Démarche
Du souffle au sensOunimo cherche à rendre aux mots leur sens. Le constat de départ tient en une intuition simple : un mot privé de sa signification devient une coquille vide, fascinante et inquiétante, malléable, manipulable, infiniment réinterprétable. Cette idée lui est venue d’une conversation universitaire qui a marqué toute sa pratique.
« Or, la signification, le sens, c’est la clé. »
Le geste calligraphique, dans cette logique, est un retour : du bruit vers le silence, du silence vers le souffle, du souffle vers le trait, du trait vers le mot, du mot vers le sens. Le calligraphe doit d’abord se vider — d’images, de concepts, d’identifications, de rôles. C’est seulement quand l’intérieur est libre que le geste juste peut se poser. L’œuvre est alors moins une expression de l’artiste qu’un passage qui le traverse.
« Le sens vient quand il y a le silence. »
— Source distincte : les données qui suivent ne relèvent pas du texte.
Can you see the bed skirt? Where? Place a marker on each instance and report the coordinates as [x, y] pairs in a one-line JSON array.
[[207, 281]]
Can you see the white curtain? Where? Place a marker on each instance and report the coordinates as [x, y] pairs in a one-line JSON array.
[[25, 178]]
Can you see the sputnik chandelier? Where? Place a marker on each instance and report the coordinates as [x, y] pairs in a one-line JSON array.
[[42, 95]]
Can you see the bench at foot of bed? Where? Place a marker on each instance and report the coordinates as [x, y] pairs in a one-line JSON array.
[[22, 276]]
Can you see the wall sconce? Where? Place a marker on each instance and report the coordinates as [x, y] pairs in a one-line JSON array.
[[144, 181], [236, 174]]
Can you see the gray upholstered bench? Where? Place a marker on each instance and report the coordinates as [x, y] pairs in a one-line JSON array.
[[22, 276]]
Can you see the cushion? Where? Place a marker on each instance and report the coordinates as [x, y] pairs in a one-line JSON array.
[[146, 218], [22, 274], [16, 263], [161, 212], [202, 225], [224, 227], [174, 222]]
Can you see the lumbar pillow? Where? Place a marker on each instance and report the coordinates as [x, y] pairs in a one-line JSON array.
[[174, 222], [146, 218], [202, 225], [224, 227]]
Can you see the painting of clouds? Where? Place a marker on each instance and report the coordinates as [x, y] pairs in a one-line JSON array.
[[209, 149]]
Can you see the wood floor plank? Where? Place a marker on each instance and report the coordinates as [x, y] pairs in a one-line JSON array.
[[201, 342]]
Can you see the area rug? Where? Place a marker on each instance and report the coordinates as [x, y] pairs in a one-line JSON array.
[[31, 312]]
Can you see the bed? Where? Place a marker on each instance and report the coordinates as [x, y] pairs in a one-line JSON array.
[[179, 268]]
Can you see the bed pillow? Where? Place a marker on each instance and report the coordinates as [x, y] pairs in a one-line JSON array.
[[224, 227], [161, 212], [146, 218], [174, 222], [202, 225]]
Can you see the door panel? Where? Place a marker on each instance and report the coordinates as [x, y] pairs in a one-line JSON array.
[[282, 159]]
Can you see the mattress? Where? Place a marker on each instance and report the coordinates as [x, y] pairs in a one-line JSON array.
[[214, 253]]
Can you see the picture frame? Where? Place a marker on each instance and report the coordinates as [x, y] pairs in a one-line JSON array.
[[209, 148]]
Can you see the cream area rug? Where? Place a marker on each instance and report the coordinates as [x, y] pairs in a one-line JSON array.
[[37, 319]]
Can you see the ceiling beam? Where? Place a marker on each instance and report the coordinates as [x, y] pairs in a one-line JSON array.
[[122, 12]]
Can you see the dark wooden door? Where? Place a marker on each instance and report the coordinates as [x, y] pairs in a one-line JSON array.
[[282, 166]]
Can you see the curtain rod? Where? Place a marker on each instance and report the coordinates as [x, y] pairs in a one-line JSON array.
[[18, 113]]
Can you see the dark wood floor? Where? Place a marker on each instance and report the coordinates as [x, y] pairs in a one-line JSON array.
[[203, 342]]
Trois traditions convergent dans cette pratique sans qu’aucune ne la résume. La Hurufiyya d’abord, qui depuis les années 1950 a fait de la lettre arabe une matière plastique à part entière, libérant l’écriture de sa seule fonction de transmission. Le geste calligraphique asiatique ensuite, sa rétention de souffle, sa décision unique du trait, son économie de moyen — la lame qui coupe une fois et n’y revient pas. Une figuration émergente enfin : des animaux, des corps, des visages, des objets qui naissent du tracé sans qu’il cesse d’être écriture. Cette dernière dimension, Ounimo l’a découverte seul, par le geste, sans avoir étudié la tradition figurative arabo-ottomane qui en est l’ancêtre lointain. La convergence n’est pas une imitation : c’est la preuve que certaines formes sont inscrites dans la matière même du geste calligraphique. Si le souffle est travaillé assez profondément, la figure finit par revenir.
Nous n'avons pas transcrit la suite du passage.